Unless you are a relatively small business owner with little IT infrastructure in place, you have made a significant investment in hardware, software and support for your internal system. As such, it is probably not in your financial best interests to simply transfer everything to the cloud and leave that expensive system sitting empty. Instead, create a plan for how you can continue to get value from your internal system, such as maintaining highly sensitive data there, or slowly phasing out machines as they become outdated.
Performance is key to a successful cloud migration. As such, business leaders should carefully evaluate cloud providers for speed and downtime, but will also need to look at performance internally. Many businesses mistakenly blame the cloud provider for slow performance when really the blame lies with its own Internet bandwidth. Recognize how much bandwidth power will be required to effectively operate all of your IT applications at once that you plan on transferring over. Additions to Internet browsers, Citrix and Oracle Java may be necessary on your end as well.

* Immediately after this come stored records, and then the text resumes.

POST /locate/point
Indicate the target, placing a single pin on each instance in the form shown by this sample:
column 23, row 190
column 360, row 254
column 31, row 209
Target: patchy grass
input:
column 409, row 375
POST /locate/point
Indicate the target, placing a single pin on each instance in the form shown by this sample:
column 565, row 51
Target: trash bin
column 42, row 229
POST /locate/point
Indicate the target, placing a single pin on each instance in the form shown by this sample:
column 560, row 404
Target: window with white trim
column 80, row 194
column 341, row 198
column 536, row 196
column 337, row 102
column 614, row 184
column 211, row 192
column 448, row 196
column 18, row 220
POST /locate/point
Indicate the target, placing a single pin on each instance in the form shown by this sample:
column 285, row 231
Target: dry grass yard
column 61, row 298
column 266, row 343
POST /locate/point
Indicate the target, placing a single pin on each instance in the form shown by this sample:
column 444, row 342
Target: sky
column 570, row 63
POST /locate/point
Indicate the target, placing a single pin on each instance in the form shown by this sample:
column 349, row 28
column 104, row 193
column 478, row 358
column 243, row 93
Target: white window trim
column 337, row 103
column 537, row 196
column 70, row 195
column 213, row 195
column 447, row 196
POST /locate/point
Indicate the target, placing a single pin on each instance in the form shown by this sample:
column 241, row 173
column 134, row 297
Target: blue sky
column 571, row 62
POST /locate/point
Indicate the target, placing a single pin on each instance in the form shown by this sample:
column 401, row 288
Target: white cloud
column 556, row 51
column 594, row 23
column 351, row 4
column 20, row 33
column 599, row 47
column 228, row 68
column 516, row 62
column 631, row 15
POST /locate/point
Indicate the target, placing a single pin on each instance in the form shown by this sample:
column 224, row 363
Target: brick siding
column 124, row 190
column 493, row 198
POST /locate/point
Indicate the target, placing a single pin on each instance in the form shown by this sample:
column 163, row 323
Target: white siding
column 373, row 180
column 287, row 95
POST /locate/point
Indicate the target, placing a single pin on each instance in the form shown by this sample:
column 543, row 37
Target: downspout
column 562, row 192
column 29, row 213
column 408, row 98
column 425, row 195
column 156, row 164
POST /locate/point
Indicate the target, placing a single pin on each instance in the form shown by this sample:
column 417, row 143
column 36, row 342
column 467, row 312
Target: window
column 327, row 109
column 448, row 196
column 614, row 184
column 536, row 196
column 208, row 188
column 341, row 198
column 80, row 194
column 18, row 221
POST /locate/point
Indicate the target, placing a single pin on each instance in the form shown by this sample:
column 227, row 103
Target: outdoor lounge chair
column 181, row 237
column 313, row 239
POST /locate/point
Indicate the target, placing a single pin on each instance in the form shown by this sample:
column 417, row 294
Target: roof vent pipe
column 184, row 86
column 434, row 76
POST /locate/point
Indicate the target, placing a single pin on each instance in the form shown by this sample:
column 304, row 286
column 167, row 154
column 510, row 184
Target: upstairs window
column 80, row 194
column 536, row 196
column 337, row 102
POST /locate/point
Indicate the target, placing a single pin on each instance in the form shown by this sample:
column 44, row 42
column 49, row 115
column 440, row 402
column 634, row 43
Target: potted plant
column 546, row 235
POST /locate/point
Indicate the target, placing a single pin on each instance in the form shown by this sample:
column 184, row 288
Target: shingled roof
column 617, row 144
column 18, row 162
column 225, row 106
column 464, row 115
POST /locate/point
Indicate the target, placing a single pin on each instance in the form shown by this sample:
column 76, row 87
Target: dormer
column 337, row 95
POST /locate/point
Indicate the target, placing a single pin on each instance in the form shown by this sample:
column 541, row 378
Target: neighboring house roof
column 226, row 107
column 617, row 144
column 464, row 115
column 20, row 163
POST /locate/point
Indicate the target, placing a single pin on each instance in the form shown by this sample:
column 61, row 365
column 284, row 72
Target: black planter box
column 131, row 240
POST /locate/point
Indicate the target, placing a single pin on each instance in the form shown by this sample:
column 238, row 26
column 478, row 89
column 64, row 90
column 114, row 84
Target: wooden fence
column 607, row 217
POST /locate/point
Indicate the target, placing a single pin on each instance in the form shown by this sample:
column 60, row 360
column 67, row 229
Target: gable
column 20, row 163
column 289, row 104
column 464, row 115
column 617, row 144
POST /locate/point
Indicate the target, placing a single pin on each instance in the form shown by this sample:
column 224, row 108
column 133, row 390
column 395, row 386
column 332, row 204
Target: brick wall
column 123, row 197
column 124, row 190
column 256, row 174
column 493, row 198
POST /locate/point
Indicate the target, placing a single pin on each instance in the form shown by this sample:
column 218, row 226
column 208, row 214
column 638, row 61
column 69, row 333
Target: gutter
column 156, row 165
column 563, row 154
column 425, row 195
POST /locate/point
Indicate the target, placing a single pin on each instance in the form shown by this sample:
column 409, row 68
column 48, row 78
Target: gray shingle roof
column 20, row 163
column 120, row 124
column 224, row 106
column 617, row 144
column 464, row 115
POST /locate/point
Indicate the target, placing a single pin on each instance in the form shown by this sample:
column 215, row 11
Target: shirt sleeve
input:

More than likely your applications don’t work alone and may need to continue to connect to external applications from various vendors or to your SQL database. Look into whether you will still be able to connect to your entire interface after the move as well as whether suppliers or other support personnel will be able to gain access when they need it. Another possibility would be to move your database into the cloud altogether with a provider that offers big data services. With all of the computing and processing happening in the cloud it may make more sense to store your data there, as well, instead of moving it back and forth.
Finally, consider the cost of moving hardware-intensive workloads to the cloud. Many providers will charge a fee based on how much of the computing resource’s a business consumes. This means that while scaling to meet a large workload is easy, scaling on a regular basis can come with a hefty price tag. Be realistic of how much a cloud database will cost you and be prepared for that budget to grow as the workload increases.
While certainly not a comprehensive list, these are some of the key considerations business leaders need to make while migrating to the cloud. Above all else, make sure you create a plan that makes sense for your business by taking all factors that will be affected into account.